Le Canada se réjouit du début de la vaccination contre la COVID-19 en Afrique

OTTAWA — La ministre du Développement international, Karina Gould, estime que la première injection d’un vaccin contre la COVID-19 au Ghana est une étape importante pour un nouveau programme mondial de partage de vaccins créé pour envoyer des doses aux pays à faible revenu.

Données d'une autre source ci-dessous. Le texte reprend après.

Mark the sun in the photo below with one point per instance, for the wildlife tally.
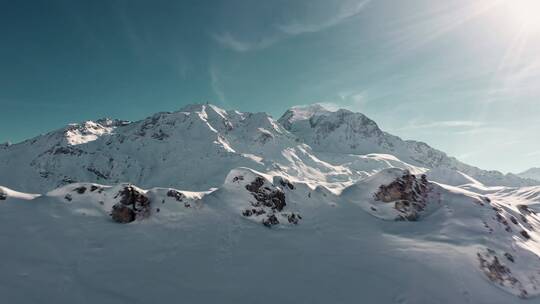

Mais le Nouveau Parti démocratique (NPD) veut que la Chambre des communes blâme le gouvernement canadien, qui est le seul pays du G7 à accepter des doses du vaccin d’AstraZeneca par le biais du programme, connu sous le nom de COVAX, plus tard cette année.

Quelque 600 000 doses du vaccin d’AstraZeneca sont arrivées mercredi au Ghana, en Afrique de l’Ouest, des mois après le déploiement des vaccins au Canada et dans le reste du monde développé, ce qui a souligné l’iniquité que COVAX cherchait à éviter.

COVAX a été fondé l’année dernière avec le soutien de l’Organisation mondiale de la santé (OMS) pour envoyer des vaccins dans des pays qui n’en ont pas les moyens. Les pays riches qui ont beaucoup investi dans le programme, comme le Canada, ont droit à des doses pour leur propre usage intérieur.

La porte-parole du NPD en matière de développement, Heather McPherson, affirme que la décision du Canada d’exercer son droit légal en pigeant dans les doses de COVAX met en évidence le fait que le gouvernement libéral n’a pas réussi à garantir un approvisionnement suffisant en vaccins au Canada.

Elle dit qu’elle fera pression sur le Comité permanent des affaires étrangères et du développement international des Communes pour que la motion de son parti soit débattue et soumise à un vote au Parlement.